Of course, the promise of analytics-based approaches like this may be oversold. There’s a suggestion that some approaches are wrong 4 out of 10 times. But I’ve seen other suggestions that human beings can be wrong at the same task 3 out of 10 times. So the questions are
- Just how hard is it (and what is required) to add some form of sentiment analysis to BIM?
- Is there any value in the output?
Some background on sentiment analysis
Tends to assume a negative/positive orientation. i.e. good/bad, like/dislike. The polarity. There are various methods for performing the analysis/opinion mining.

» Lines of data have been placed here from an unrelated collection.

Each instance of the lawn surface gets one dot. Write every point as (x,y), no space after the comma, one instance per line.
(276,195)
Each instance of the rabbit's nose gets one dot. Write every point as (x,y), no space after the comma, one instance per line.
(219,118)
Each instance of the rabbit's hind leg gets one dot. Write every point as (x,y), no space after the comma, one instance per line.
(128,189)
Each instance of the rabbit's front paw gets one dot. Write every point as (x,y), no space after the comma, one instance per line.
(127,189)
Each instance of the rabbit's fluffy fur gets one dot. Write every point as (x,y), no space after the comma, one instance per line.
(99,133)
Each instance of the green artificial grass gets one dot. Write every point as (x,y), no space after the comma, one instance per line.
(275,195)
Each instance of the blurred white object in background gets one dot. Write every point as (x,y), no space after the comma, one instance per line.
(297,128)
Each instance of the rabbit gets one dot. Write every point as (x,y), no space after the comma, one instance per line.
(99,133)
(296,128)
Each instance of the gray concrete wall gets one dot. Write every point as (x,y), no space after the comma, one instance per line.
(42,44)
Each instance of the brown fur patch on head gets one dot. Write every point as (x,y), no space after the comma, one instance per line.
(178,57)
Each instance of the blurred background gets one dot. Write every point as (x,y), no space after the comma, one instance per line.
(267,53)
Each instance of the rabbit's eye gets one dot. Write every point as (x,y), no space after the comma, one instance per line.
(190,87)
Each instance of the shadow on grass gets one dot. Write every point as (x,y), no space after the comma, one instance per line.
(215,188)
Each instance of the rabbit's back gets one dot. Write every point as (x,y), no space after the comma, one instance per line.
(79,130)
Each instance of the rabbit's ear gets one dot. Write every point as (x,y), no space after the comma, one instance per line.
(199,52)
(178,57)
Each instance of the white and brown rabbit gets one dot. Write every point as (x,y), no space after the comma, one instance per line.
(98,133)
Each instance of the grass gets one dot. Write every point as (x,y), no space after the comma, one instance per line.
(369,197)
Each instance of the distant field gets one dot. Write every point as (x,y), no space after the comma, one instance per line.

There are challenges in analysing text (my focus) alone.
Lots of research going on in this sphere.
Of course there also folk building and some selling stuff. e.g. Indico is one I’ve heard of recently. Of course, they all have their limitations and sweet spots, Indico’s sentiment analysis is apparently good for
Text sequences ranging from 1-10 sentences with clear polarity (reddit, Facebook, etc.)
That is perhaps starting to fall outside what might be expected of blog posts. But may fit with this collection of data. Worth a try in the time I’ve got left.
Quick test of indico
indico provides a REST based API that includes sentiment analysis. Get an API key and you can throw data at it and it will give you a number between 0 (negative) and 1 (positive).
You can even try it out manually. Some quick manual tests
- “happy great day fantastic” generates the result 0.99998833
- “terrible sad unhappy bad” generates 0.000027934347704855157
- “tomorrow is my birthday. Am I sad or happy” generates 0.7929542492644698
- “tomorrow is my birthday. I am sad” generates 0.2327375924840286
- “tomorrow is my birthday. I am somewhat happy” 0.8837247819167975
- “tomorrow is my birthday. I am very happy” 0.993121363266806
With that very ill-informed testing, there are at least some glimmers of hope.
Does it work on blog posts…….actually not that bad. Certainly good enough to play around with some more and as a proof of concept in my constrained circumstances. Of course, indico is by no means the only tool available (e.g. meaningcloud).
But for the purpose of the talk I have to give in a couple of weeks, I should be able to use this to knock up something that works with the more student details script.